Dr jekyll mr Hyde

L'auteur ou les auteurs de cet article ne sont en rien membres du Front National, du Rassemblement Bleu Marine ou d'un autre mouvement de cette famille de pensée politique -à ma connaissance- et ils ne partagent pas forcément les idées défendues ici.

Boulevard Voltaire

Par François Falcon le 03/05/2014

Habituellement, à l’approche des élections européennes, le système s’efforce de donner un visage souriant à l’Union des 28. Il semble désormais se contenter d’encourager l’abstention et le vote blanc : tous les peuples d’Europe ont vu ce visage et découvrent horrifiés que l’histoire de l’Union européenne est une terrifiante synthèse entre deux grands mythes modernes : celui de Frankenstein et celui du docteur Jekyll et de M. Hyde.

L’Étrange Cas du docteur Jekyll et de M. Hyde, c’est l’histoire des origines du projet européen et des « pères de l’Europe », Robert Schuman et Jean Monnet. Un brave démocrate-chrétien et un haut fonctionnaire zélé, tous deux épris de justice et de paix ; deux bonnes âmes soucieuses d’assurer la reconstruction et la prospérité du continent : voilà pour le docteur Jekyll ; le visage de M. Hyde fut dévoilé peu à peu et Marie-France Garaud l’a brutalement dépeint en mai 2013, il y a tout juste un an, sur le plateau de Frédéric Taddeï: Jean Monnet était un agent des Américains… qui voulaient d’une Europe économique mais en aucun cas d’une Europe politique.
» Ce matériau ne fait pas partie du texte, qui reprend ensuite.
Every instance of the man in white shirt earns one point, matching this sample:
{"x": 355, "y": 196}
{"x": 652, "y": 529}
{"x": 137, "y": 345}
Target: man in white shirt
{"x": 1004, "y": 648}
Quand bien même le contexte de guerre froide les excuserait en partie, il faut admettre que nos fameux pères de l’Europe n’étaient que les mères porteuses des projets de l’Oncle Sam. Pire, pour réaliser ce rêve américain, nos docteurs schizophrènes ont théorisé une méthode à leur image, la méthode « des petits pas » consistant à unir progressivement les nations d’Europe en leur faisant gérer en commun des secteurs économiques de plus en plus vastes. Le traité transatlantique en cours de négociation est en train de révéler l’ultime but de la démarche : il s’agissait de créer un grand marché pour les États-Unis. Mais c’est aussi cette méthode des petits pas qui a transformé le docteur Jekyll en docteur Frankenstein.
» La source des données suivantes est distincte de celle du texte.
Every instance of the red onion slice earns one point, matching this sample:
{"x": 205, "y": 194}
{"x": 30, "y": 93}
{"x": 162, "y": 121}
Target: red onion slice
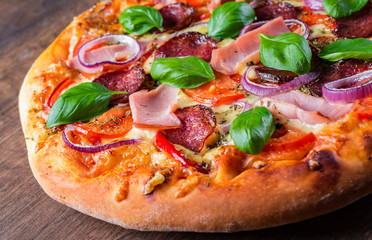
{"x": 289, "y": 22}
{"x": 349, "y": 89}
{"x": 226, "y": 128}
{"x": 262, "y": 90}
{"x": 93, "y": 149}
{"x": 109, "y": 49}
{"x": 316, "y": 5}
Frankenstein ou le Prométhée moderne, c’est en effet l’histoire de la construction européenne en acte, l’histoire d’une horrible créature qui a échappé à ses créateurs. Comme le monstre du docteur Frankenstein, en effet, l’Union européenne est un invraisemblable assemblage d’organes institutionnels empruntés à des cadavres politiques : un Parlement de 750 membres élus dans 28 pays selon des modalités différentes comme le Soviet des nationalités en URSS, une Commission de 28 commissaires évoquant curieusement le politburo de cette même Union soviétique, un Conseil européen réunissant les 28 chefs de gouvernement des pays membres, etc.
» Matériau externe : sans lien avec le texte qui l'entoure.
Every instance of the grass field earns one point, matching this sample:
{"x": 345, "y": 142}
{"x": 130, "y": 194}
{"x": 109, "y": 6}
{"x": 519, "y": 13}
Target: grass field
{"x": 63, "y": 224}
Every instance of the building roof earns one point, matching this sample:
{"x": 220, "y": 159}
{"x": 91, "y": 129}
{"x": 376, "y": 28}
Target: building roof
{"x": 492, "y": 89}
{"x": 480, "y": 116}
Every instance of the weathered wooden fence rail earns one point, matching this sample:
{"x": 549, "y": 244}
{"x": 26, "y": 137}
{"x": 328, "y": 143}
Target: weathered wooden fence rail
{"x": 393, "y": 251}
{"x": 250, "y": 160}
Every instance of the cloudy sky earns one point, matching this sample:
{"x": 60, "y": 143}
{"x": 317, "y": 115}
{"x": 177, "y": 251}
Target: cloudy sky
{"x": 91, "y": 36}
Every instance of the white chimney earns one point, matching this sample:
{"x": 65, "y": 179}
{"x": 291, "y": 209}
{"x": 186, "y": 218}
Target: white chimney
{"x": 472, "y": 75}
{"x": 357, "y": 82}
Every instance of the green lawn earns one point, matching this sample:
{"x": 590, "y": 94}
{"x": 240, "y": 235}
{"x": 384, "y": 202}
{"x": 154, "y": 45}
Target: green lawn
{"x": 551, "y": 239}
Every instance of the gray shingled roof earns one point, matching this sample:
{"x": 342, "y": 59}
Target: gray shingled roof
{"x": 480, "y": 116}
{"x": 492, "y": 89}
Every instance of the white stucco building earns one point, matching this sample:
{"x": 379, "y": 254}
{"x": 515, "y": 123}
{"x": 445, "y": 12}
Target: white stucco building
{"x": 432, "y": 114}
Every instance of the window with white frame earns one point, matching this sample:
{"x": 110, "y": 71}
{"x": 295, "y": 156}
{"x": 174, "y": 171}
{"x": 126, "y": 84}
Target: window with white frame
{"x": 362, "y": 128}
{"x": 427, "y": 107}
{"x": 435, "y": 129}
Pour donner la vie à son macabre délire, le docteur Frankenstein injecta dans le macchabée un puissant cocktail de lobbies en tout genre mais, comme dans le roman de Mary Shelley, la monstrueuse créature fut rejetée par le peuple. Emplie de rancœur, elle se mua en criminel, assassinant les nations d’Europe les unes après les autres à coups de libre-échangisme, de politique migratoire, de « directive détachement » et autres « directive Bolkestein » pour la seule joie de se délecter du sordide spectacle de ses victimes agonisantes à la manière d’Angela Merkel, José Manuel Barroso et Dracula… pardon ! Mario Draghi visitant les ruines grecques.

Prions pour que la réalité s’achève comme les mythes de Stevenson et Shelley : dans les deux romans, le monstre, pris de remords et conscient que ses crimes ne cesseraient qu’avec sa mort, décide dans un improbable éclair de lucidité de mettre fin à ses jours.